Denis is a Ukrainian tattooist based in Kiev. Denis’ work applies a strong graphical style to imagery adopted from cyberpunk and other dystopian aesthetics. For the past six years he has been curating a sharp and fun body of work that tends towards minimalism.
What is your name, birthplace, and year of birth?
My name is Denis. I was born in Kiev, Ukraine in 1989.
Where did you grow up? Please describe your upbringing and sociocultural background.
I’ve lived in Kiev all my life. It was hard for me to live in a Post-Soviet country as people here are narrow-minded. If they don’t understand something, they hate it. I remember a situation when I was 12; I was going home from school and got beaten up by some guys just because I was wearing wide pants with the Prodigy logo on them. The pants were too wide for these guys and they found them ugly. All my childhood, I was limited in my self-expression—not just with clothing but everything else. Nowadays it’s ok; there are not a lot of people who will judge you for your clothes, and so on.
Where do you currently work? Prior to that, where have you worked?
I now work in the shop that I co-own with my wife Helen (@helen.poputnikova), Stroom (@stroom.kyiv). But I am usually still on the road.
How long have you been tattooing?
What inspired you to learn tattooing, and what did you initially learn how to tattoo?

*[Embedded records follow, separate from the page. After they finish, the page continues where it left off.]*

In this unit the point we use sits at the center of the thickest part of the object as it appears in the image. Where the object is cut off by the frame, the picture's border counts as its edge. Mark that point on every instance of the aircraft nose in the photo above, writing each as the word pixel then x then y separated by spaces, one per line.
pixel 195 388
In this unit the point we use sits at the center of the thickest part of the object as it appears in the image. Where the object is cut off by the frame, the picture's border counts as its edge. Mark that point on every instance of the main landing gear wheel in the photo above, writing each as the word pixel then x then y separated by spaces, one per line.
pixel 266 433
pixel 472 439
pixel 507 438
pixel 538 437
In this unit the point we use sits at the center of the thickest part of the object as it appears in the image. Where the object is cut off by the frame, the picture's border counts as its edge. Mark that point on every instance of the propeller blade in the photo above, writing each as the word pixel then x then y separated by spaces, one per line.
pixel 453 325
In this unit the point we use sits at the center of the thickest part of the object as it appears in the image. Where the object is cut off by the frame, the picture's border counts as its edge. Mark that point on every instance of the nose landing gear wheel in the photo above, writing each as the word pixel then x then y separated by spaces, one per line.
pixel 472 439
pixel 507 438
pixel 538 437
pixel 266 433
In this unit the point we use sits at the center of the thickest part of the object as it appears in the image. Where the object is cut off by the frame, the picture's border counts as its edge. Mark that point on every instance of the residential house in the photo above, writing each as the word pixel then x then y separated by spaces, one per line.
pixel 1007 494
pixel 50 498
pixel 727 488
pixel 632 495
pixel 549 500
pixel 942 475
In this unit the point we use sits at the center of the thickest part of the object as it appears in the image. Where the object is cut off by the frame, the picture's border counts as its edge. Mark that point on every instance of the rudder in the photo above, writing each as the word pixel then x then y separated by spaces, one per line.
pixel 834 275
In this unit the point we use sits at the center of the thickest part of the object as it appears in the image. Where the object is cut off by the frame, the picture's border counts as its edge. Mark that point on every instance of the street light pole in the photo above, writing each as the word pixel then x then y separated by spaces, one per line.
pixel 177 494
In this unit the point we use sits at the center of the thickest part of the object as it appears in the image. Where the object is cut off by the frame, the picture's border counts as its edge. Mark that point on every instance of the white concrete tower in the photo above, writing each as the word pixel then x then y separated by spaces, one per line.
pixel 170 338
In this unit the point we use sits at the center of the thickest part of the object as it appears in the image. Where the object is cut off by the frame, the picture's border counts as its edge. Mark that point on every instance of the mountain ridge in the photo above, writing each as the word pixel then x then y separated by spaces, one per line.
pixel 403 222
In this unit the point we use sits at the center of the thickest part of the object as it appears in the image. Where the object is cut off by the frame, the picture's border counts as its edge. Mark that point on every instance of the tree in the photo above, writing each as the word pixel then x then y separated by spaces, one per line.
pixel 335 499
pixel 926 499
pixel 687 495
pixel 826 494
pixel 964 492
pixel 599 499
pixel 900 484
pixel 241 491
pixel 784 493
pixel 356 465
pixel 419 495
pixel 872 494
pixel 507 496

I was working in an office and my friend (@naum_tattooer) opened a studio close to the place where I worked. When I’d have lunch break, I would often go there and look at what they were doing. I found it really inspiring—they seemed very openminded and this is precisely what I was looking for in my own life. I just quit my job and started to tattoo, learning by myself mostly.
Were you trained through a formal apprenticeship? Describe the circumstances of learning.
There is no traditional way to begin an apprenticeship in Ukraine. I just rented a place in a studio, paid monthly for it, and from time to time I would get advice from others tattooers. There was not a lot information on how to tattoo, so in the beginning I made a lot of mistakes.
Have you previously studied art in an institutional setting? If so, what level of training did you reach and in what disciplines?
I have two degrees in law, but I’ve never studied fine arts. I just started to draw and learned it very slowly. My wife was also drawing at that time and she helped me a lot with techniques.
Did that training help as you learned the mechanics of tattooing?
Not really. I just started from scratch.
How did you develop your style? How would you describe it? What are your influences?
I reflect on what is happening around me—my biggest influence is the internet.
Have you had or do you have plans to take on apprentices?
We have one in our shop and he is doing really well.
What do you look for in a shop?
Good vibes. No drama and no big dick energy.
Do you have any hobbies outside of tattooing?
Procrastination and doing nothing is my main hobby! Instead of it, I just spent my time with family, or watch anime and play Playstation. The rest of my time I’m drawing or tattooing. I travel a lot and it’s a really emotional thing—meeting lots of new people and visiting different cities. I try to take a break mentally between trips by doing nothing.
"[M]y friend opened a studio close to the place where I worked. When I’d have lunch break, I would often go there and look at what they were doing. I found it really inspiring—they seemed very openminded and this is precisely what I was looking for in my own life. I just quit my job and started to tattoo, learning by myself mostly."
What inspires you generally?
Life, people, and their decisions and mistakes. I watch a lot of interviews now with different people and find it really inspiring. Other things come from my childhood; I watched a lot of cyberpunk movies when I was kid, like Johnny Mnemonic, Bladerunner, Strange Days, Judge Dread. It’s all still in my head.
Is traveling important to you? If so, where do you usually travel? Do you have any interesting experiences abroad that you can share?
Traveling is everything for me. I don’t have a lot of work in Kiev, usually it’s around three to five appointments per month. I travel seven to ten times per year. I really like traveling and visiting new places, new studios, and meeting new people. Going out of my comfort zone is really important for me—it’s a big part of growing and I can’t live without it. Usually now I travel to Berlin, Stockholm, Zurich, Milan, Copenhagen, Helsinki, Moscow, and Tel Aviv. Those cities are always on my list, but every year I choose other cities to visit as well. Every city is unique and has a personal vibe.
What is the main challenge of tattooing today?
There are a lot of tattooers now. I see people come into this industry, blow up, but after one or two years they become nothing. The main challenge is remain fresh for the long term, to stay humble and find something new in tattooing.
Ideally, how would you like to see tattooing evolve? How do you think it will evolve realistically?
I think about it a lot and it blows my mind—it’s hard to say something concrete about it. I hope tattooing will transition from the type of work being done in tattoo shops to other forms of tattooing.